Rural Drift - A storm is coming
Look to the sky.
To put it simply, this body of work picks up the thread from my 2019 show 'Graff'. That series drew inspiration from the urban environs of Dunedin, Berlin and other overseas cities, where I have dwelt. Over the years since, I began to notice how graffiti seemed to be leaking out of the city-centres of the South Island and into the surrounding countryside. Hence the title of this new collection 'Rural Drift'. The starting point had to be Christchurch, with the painting, 'Pilgrim's Place'.
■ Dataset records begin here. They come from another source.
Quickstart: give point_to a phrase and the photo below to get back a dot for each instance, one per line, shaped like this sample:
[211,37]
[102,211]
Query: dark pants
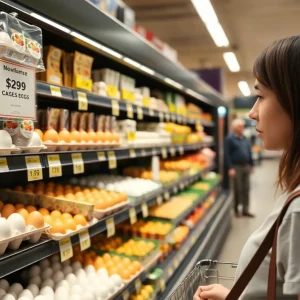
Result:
[241,183]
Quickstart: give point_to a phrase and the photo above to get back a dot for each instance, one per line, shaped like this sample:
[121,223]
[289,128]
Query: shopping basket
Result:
[205,272]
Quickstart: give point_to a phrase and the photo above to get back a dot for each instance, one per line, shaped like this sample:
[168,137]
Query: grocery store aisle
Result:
[263,197]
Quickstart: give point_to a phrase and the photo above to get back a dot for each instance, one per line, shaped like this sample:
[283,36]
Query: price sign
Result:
[17,90]
[112,161]
[132,215]
[110,226]
[55,169]
[78,165]
[34,168]
[145,210]
[129,110]
[115,108]
[65,248]
[85,241]
[82,101]
[55,91]
[3,165]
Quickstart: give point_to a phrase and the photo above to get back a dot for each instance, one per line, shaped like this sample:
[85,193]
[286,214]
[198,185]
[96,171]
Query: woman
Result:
[277,112]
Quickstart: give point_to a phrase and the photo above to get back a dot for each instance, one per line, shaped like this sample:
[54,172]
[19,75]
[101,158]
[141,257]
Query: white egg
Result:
[5,229]
[33,289]
[27,294]
[17,223]
[4,284]
[47,273]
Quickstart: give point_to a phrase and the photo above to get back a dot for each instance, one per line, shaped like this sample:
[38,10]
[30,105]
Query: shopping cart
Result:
[205,272]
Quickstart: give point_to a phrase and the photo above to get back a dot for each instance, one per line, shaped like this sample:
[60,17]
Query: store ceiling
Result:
[250,25]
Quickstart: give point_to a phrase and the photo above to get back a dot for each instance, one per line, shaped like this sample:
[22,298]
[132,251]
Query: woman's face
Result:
[273,123]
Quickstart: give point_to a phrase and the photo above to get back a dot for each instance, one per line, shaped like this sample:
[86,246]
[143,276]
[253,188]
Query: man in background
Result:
[238,160]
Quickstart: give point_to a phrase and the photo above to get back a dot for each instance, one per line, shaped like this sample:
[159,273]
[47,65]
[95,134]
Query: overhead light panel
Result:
[231,61]
[211,21]
[244,87]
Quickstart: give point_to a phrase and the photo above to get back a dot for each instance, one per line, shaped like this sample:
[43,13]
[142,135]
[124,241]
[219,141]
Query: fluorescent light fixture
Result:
[210,20]
[132,62]
[174,83]
[53,24]
[244,87]
[231,61]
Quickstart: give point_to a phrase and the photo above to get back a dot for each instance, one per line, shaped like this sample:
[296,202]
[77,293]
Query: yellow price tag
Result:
[54,163]
[82,101]
[65,248]
[129,111]
[85,241]
[110,226]
[3,165]
[34,168]
[115,108]
[78,165]
[112,161]
[140,113]
[55,91]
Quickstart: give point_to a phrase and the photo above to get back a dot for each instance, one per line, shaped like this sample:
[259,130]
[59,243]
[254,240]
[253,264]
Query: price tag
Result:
[145,210]
[3,165]
[34,168]
[132,215]
[112,161]
[101,156]
[55,91]
[110,226]
[82,101]
[78,165]
[115,108]
[85,241]
[129,110]
[140,113]
[55,169]
[66,250]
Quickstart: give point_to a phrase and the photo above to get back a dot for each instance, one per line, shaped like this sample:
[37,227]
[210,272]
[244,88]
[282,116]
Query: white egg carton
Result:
[70,233]
[100,213]
[32,235]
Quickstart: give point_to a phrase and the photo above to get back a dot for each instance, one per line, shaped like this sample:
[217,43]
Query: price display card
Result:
[17,90]
[55,169]
[85,241]
[34,168]
[82,101]
[65,248]
[3,165]
[78,165]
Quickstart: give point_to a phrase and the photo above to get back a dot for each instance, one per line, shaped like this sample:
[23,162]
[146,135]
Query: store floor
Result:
[263,196]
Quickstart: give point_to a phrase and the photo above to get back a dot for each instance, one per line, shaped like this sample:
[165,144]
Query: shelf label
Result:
[140,113]
[115,108]
[112,160]
[82,101]
[55,169]
[3,165]
[65,248]
[145,210]
[110,226]
[78,165]
[101,156]
[129,111]
[34,168]
[85,241]
[132,215]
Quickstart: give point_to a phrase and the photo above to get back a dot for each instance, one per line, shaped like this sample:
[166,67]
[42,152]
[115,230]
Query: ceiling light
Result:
[244,87]
[54,24]
[231,61]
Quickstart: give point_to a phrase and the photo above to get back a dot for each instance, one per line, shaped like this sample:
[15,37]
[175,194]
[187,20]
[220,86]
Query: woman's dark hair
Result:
[278,69]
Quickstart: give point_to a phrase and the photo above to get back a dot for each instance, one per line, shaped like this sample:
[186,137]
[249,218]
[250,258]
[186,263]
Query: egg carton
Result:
[70,233]
[32,235]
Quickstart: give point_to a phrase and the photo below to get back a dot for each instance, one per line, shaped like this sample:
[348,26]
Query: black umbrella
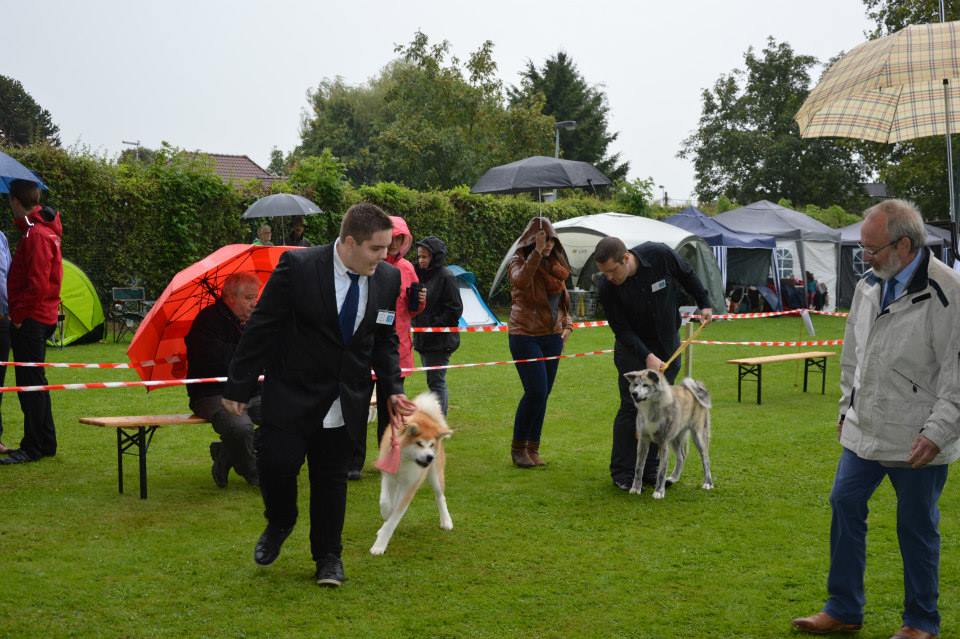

Earlier in the year I made my own pilgrimage to the National Gallery of Australia, Canberra, for the centenary celebration of the great Australian artist, Jeffrey Smart—an individual I have long admired. The exhibition comprised the biggest retrospective of his paintings to date, and I’ve always been attracted by his composition, an angular sort of abstraction within the genre of realism. Another element of his picture-making spoke directly to me on this distanced encounter—his darkly dramatic skies contrasting with the sharpened bright primary colours of arranged urban scenes. Although I’m known somewhat for my own painted blue-bird skies, at that moment I was inspired to investigate the inverse in my upcoming series.
On the many lengthy drives through the rural hinterland of our Deep South, I found myself sympathising with our farmers. In my mind and in the context of my own search for the subject, they are arguably getting hit on all sides. Heavier regulations soon to be implemented, climate change of which they are absolutely bearing the brunt, and then someone trespasses on their property to scratch something inane on the side of a barn. This is what the subtitle, ‘A storm is coming’, speaks to, and with these paintings I sought to capture a fringe social history.
A nod has to be made to Sir Graham Sydney. For decades he has popularised the lonely farm shed, set against the sparse landscape of the Māniatoto, and his work has spawned countless imitators. For that reason, I have long stayed away from that landscape and region. However, nearing the end of this series, it became apparent that this subject draws a comparison. Although wrought with my own aesthetic, and with the included graffiti of contemporary culture, there's still something owed. I dedicate the final work of the series, 'Wedderburn Station (We----burn)' to Sydney; my own reinterpretation of his sublimely iconic masterpiece.
Look once more to the sky and tell me what you see.